趣味で小説を書いている私は、いつもとは少し違う毛色の作品を作りたくなった。題材は、日本人形について。
そこで、それに強くなる必要が出てきた。
しかし、どうにも自分が納得のいくような資料に辿り着かない。
手詰まりだ。
そんな時に、知人である、臥薪嘗胆して今は弁護士をやっているKにそのことを相談してみると、彼のツテから、
日本人形にまつわる昔話をよく知る知人を紹介された。

 一週間後、約束の時間に彼の住む大きな館へ向かった。広い前庭には多くの花がそれぞれの顔を覗かせている。
子供が何人か、芝生の上で遊んでいた。
館の方に目を向ける。
築何十年も経っているような、古めかしい洋館である。元は純白であったらしい壁には、
何かの植物のつるが沢山生え、すすけていた。いささか広すぎて通るのが面倒な前庭を通りぬけ、
洋風の観音開きのドアの横に備え付けられた、これまた古風なベルを鳴らす。
幾ばくか待った後、出迎えてくれたのはこの古邸に似合う、若い西洋人の女中であった。
お世辞にも顔色は良いとは言えなく、青白い肌から血管が透けて見えた。
ちらりと館の奥を見る。虚ろな表情の女の後ろは暗かった。

「どうも、本日ここのご主人にお話をうかがうことになってる、Oと申します。」
私があいさつをすると、女はどこを見てるかわからないような目で、
「お待ちしておりました。どうぞ中へお入りください。」
ぼそぼそと、平坦な抑揚で返された。
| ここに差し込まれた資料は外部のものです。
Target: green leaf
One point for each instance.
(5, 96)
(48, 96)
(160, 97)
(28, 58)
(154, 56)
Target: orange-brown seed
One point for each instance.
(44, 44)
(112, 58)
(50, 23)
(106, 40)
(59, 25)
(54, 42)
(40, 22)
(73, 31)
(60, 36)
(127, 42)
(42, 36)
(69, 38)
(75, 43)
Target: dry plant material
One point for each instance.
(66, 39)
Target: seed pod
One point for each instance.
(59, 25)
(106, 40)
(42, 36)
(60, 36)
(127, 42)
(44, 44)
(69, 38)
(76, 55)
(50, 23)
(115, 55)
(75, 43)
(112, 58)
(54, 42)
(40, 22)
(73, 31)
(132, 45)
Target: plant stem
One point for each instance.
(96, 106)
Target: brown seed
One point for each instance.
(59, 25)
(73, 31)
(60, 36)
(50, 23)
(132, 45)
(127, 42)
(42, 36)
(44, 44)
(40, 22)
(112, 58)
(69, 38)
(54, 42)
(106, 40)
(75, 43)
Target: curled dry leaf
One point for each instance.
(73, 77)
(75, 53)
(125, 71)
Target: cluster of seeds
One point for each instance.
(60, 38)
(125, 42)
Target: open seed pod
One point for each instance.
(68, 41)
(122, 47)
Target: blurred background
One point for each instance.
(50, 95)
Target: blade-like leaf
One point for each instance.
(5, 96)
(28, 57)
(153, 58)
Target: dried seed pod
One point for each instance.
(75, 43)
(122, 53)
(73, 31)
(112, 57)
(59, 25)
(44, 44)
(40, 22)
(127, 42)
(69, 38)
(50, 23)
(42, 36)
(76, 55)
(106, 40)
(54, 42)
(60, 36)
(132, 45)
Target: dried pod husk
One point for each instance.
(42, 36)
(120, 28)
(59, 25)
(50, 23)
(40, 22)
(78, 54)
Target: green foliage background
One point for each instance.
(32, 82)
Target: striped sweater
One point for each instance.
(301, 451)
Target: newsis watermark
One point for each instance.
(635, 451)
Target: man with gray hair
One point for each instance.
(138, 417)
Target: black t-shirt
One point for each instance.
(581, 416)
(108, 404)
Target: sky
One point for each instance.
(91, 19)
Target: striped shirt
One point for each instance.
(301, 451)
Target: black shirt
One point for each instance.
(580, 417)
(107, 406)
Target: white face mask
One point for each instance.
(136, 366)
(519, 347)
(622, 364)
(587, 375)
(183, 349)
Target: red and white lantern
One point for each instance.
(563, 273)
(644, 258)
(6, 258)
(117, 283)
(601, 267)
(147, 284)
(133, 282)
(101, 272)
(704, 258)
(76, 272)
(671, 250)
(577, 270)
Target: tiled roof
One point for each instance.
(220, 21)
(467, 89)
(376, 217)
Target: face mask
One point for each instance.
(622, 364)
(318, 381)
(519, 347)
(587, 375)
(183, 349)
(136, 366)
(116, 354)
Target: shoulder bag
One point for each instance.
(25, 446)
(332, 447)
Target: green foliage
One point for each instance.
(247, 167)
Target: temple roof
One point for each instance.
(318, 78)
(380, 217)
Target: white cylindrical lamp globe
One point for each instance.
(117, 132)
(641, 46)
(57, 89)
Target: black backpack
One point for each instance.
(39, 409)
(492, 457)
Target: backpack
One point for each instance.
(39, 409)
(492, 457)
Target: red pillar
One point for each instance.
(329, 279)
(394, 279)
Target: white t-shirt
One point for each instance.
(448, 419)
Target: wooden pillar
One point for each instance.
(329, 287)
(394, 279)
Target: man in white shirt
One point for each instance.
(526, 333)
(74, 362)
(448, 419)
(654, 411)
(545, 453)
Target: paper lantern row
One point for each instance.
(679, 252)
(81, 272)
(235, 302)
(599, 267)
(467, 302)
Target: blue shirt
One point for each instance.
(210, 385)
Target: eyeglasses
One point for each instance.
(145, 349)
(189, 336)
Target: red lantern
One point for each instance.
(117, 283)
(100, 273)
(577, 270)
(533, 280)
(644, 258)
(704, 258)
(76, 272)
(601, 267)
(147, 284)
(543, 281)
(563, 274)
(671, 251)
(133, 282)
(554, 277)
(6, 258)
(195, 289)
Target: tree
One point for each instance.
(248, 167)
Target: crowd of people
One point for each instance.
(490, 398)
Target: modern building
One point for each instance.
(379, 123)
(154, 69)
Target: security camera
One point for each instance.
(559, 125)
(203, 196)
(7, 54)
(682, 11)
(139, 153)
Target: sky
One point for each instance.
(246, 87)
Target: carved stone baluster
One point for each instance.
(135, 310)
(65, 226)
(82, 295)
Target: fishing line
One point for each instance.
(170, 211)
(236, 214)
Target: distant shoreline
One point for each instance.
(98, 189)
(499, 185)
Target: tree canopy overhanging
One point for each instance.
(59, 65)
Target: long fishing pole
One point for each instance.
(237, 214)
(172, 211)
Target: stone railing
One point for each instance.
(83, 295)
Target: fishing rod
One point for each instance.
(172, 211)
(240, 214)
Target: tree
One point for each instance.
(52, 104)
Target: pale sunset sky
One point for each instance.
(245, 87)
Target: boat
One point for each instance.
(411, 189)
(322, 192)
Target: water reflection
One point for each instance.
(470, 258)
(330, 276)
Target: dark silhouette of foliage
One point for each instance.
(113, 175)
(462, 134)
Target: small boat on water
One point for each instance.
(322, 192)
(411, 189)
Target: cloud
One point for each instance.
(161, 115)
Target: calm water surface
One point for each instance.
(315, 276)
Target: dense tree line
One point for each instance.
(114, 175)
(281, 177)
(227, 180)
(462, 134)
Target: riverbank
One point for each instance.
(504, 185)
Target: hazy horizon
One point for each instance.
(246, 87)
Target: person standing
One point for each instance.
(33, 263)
中に入った途端、妙だな、と思った。
寒い。
まだ秋とはいえ夏の熱が残り、半袖で出歩くような人がいる、陽気漂う昼下がりだ。
「いやあ、なんだか変に寒くないですか?」
と私はほんの世間話のつもりで発言したが、女中は、
「主人はこの室温を好むのです。招き入れる客人にも常にそのように伝えております。なにとぞご了承を」
と静かに返した。女中の口が(私は背を向けていたので実際には見えていなかったが)音を発するたびに、
周囲の温度を奪うような錯覚を抱かせる、冷気を思わせるものであったことに私はすっかり話す気力を削がれた。
それから客間まで彼女に先導されている間、私は口をつむぎ、沈黙を守った。
廊下は目の前の女中の半袖のエプロンドレスから覗く青白い、生気の感じられない二の腕が、
異様に浮かび上がるほど薄暗い。しかし、それもこの寒さの中で冷えた結果だろうと自分の頭の中で結論を出す。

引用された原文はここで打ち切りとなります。